- Developer: D'Avekki Studios
- Publisher: D'Avekki Studios
- Engine: Unity
- Platforms: macOS; Windows; Linux; PlayStation 4; Xbox One; Nintendo Switch; iOS;
- Release: macOS, Windows May 19, 2020 Linux March 31, 2021 PlayStation 4, Xbox One May 4, 2021 Nintendo Switch July 15, 2021 iOS October 27, 2021
- Genre: Adventure
- Mode: Single-player

= Dark Nights with Poe and Munro =

Dark Nights with Poe and Munro is an adventure game developed by D'Avekki Studios. Players control two radio hosts as they become embroiled in various short adventures involving the supernatural. The game uses full-motion video.

== Gameplay ==
John "Poe" Pope and Ellis Munro are radio hosts who cover supernatural topics. The characters previously appeared in D'Avekki Studios' games as minor characters. In the series chronology, this game takes place before The Shapeshifting Detective. Players control Poe and Munro as they become involved in six supernatural adventures, each of which is self-contained. At points where the players can make choices, icons are displayed on the screen. Players must choose an icon that represents their desired action before time runs out. During more intense situations, such as a facing someone wielding a knife, the timers are shorter.

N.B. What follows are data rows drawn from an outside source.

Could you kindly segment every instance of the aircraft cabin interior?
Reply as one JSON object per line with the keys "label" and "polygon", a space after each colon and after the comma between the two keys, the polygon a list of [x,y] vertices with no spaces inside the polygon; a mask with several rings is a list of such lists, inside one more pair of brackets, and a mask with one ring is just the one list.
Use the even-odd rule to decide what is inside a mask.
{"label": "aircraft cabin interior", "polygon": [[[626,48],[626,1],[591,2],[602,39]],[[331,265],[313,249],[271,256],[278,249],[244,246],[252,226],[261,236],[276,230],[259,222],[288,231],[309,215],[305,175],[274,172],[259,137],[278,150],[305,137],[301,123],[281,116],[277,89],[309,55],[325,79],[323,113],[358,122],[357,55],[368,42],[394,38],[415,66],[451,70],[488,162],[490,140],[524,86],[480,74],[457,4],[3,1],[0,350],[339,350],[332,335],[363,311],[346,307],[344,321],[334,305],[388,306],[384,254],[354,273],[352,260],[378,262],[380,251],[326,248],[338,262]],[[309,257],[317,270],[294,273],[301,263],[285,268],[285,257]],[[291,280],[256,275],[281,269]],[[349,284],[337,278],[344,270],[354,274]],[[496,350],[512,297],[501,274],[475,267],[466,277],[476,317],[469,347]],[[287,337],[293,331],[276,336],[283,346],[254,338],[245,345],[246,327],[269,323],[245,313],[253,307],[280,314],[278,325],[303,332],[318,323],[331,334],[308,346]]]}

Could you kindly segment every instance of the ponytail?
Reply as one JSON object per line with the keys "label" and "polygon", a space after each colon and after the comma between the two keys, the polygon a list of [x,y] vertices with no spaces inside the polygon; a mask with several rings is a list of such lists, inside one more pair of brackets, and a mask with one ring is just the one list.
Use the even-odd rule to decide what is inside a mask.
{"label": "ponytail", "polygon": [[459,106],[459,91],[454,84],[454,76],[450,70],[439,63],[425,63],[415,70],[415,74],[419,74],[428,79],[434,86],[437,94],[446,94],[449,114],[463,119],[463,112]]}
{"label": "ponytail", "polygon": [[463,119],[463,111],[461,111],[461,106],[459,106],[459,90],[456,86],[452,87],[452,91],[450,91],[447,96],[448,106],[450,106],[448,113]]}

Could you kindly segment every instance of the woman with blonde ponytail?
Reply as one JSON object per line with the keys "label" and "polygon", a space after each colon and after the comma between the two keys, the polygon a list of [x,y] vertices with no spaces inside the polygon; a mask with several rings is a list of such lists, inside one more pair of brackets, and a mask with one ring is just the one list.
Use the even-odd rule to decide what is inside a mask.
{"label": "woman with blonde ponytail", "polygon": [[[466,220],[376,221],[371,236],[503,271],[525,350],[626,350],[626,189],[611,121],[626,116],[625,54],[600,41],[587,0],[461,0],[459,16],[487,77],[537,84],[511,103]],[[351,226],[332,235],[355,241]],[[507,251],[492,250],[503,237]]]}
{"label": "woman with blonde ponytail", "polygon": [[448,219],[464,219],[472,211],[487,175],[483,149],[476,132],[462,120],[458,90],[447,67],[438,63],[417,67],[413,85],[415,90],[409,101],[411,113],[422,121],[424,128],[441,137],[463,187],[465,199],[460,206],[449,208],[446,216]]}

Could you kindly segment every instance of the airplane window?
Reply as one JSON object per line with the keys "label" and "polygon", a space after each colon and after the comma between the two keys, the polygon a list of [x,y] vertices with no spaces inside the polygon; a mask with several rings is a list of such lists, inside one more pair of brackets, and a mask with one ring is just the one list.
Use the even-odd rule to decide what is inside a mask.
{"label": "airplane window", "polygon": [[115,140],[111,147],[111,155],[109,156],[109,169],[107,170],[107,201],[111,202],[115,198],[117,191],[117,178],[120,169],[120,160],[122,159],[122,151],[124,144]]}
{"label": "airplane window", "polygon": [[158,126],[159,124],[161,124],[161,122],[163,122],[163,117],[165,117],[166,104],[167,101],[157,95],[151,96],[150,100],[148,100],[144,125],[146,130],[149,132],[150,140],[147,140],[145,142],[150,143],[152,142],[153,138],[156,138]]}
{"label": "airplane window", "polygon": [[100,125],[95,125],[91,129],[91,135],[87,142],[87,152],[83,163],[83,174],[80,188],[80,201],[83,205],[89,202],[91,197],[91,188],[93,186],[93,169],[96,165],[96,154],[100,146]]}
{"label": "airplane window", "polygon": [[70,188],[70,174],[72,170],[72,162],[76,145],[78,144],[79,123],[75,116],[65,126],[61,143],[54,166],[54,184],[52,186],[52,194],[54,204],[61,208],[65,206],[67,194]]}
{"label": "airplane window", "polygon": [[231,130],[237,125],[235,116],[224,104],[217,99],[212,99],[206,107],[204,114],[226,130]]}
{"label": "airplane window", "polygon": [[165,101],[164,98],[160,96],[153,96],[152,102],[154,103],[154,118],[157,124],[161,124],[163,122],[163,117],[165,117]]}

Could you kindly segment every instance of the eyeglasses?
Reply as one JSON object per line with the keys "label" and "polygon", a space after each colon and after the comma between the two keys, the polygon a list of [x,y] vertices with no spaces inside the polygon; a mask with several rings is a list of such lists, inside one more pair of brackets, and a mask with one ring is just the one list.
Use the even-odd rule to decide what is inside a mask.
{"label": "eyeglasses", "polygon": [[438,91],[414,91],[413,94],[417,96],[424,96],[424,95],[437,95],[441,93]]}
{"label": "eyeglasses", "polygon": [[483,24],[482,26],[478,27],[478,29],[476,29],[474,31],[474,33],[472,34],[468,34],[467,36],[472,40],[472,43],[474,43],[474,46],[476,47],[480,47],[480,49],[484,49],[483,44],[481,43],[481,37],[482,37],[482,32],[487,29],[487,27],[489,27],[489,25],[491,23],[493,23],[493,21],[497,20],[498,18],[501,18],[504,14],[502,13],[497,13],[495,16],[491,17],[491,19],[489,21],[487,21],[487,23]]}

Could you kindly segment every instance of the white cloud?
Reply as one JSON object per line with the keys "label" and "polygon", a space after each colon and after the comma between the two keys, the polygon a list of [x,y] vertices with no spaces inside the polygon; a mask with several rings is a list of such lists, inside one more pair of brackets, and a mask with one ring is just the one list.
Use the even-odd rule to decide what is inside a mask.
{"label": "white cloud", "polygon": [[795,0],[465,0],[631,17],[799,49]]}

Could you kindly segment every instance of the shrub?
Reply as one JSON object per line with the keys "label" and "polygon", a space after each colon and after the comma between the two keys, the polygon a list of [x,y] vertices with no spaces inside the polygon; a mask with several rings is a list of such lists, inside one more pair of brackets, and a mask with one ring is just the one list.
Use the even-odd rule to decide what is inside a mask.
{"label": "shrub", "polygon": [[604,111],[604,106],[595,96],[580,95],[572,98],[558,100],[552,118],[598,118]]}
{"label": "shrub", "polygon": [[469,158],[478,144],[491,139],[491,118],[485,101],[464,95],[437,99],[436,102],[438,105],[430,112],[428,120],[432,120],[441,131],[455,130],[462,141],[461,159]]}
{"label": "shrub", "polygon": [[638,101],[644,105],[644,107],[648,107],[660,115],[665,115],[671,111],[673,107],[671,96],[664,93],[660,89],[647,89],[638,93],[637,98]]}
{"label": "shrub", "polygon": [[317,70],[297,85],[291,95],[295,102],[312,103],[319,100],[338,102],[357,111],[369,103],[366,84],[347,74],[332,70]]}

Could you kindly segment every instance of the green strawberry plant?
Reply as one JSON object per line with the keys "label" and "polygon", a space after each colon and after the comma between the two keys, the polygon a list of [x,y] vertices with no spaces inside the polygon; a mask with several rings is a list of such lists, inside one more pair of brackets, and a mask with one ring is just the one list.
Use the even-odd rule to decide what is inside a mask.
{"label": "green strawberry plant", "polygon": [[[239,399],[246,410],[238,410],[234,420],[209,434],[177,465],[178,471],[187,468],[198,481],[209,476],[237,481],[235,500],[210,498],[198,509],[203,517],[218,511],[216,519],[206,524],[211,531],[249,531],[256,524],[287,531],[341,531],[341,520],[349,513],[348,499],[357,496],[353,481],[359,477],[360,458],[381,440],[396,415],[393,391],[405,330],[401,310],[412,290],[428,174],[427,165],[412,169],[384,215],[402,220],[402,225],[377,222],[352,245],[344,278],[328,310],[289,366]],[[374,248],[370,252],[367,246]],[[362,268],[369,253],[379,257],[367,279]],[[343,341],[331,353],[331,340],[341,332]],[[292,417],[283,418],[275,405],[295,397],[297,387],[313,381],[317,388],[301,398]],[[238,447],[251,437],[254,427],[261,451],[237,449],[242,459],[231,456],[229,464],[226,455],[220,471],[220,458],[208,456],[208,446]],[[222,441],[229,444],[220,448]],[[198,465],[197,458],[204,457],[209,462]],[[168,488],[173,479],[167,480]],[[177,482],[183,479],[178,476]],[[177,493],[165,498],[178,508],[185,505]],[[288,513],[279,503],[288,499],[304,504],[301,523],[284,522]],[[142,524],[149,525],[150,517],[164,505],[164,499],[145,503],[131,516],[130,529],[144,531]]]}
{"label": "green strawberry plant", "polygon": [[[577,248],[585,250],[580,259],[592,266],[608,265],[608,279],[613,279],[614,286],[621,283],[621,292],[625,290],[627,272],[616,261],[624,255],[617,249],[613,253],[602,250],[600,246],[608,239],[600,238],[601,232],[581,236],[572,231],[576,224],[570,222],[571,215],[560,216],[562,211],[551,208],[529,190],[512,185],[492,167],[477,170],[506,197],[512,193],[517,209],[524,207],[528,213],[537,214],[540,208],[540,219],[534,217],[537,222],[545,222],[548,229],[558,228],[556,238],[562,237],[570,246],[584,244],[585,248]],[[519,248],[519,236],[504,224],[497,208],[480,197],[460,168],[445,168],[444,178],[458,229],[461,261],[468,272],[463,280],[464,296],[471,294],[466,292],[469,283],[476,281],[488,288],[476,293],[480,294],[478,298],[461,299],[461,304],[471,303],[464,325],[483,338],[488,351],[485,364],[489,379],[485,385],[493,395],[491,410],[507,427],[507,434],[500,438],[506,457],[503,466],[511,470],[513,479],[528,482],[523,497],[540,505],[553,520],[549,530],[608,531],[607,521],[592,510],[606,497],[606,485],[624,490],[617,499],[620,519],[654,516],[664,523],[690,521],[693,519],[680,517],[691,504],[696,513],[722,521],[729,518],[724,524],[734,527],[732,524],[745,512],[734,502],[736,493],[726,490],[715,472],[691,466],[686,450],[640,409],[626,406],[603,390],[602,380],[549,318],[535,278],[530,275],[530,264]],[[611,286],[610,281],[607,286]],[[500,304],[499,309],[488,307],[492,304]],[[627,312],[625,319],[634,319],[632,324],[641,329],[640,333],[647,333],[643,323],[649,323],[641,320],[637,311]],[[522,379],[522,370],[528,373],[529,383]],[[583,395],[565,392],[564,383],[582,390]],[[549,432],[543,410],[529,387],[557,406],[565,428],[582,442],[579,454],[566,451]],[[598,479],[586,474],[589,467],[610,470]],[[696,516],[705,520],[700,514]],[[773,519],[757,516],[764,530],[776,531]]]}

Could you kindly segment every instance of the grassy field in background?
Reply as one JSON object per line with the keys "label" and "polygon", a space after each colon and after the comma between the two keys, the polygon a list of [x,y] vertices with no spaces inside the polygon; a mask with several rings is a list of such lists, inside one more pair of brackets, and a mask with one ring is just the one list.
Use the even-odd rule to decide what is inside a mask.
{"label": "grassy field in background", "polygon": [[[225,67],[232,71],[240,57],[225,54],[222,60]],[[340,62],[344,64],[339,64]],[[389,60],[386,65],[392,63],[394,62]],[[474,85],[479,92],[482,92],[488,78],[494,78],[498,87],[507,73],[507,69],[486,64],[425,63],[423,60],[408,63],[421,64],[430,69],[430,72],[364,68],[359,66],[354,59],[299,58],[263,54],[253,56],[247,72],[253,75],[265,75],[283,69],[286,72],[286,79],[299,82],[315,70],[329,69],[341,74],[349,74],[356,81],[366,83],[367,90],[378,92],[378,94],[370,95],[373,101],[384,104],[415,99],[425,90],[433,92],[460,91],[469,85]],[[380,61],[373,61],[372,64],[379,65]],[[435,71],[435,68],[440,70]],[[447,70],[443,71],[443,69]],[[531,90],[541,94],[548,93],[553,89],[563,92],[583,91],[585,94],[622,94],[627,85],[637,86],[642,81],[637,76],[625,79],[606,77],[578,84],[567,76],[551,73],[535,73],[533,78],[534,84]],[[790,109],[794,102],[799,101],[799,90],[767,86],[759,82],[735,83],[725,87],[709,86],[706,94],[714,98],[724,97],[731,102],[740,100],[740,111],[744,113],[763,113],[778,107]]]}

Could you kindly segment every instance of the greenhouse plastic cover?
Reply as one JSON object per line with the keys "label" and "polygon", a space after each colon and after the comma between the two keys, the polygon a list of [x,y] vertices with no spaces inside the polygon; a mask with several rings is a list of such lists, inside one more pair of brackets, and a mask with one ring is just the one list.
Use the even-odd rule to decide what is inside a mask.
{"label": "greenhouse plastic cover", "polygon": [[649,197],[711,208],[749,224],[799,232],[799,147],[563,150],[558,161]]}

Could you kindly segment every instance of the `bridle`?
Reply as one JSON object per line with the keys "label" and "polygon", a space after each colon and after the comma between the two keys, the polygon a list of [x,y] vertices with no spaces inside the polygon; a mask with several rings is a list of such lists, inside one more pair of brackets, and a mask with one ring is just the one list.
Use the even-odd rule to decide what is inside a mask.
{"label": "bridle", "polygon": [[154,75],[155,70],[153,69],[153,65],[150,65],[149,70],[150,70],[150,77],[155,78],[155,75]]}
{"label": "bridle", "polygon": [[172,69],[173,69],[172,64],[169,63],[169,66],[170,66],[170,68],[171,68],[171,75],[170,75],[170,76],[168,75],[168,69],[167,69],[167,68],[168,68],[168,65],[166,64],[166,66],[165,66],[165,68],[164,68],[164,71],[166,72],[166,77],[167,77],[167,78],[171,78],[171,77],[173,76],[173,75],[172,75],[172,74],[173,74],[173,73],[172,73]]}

After each adventure, the game recounts the player's choices and tells them how popular each choice was among other gamers.

== Development ==
Dark Nights with Poe and Munro was initially meant to be a small game made between D'Avekki Studios' major projects, but the developers said it eventually became their largest project as of 2021. It was released for PCs on May 19, 2020; for Xbox One and PlayStation 4 on May 4, 2021; for Nintendo Switch on July 15, 2021; and for iOS on October 27, 2021.

== Reception ==
On Metacritic, Dark Nights with Poe and Munro received mixed reviews. Fellow review aggregator OpenCritic assessed that the game received fair approval, being recommended by 73% of critics. Adventure Gamers wrote, "A mix of the supernatural and saucy, Dark Nights with Poe & Munro excites with witty exchanges and Lynchian tales that come undone by unclear choice and pacing." IGN published two reviews. IGN France praised the game's replayability and atmosphere, and IGN Greece praised the branching choices and called the leads likeable. Digitally Downloadeds reviewer enjoyed the noir atmosphere, acting, and gameplay, which was described as "new yet familiar". The Danish version of Gamereactor said that the game is uneven but enjoyable.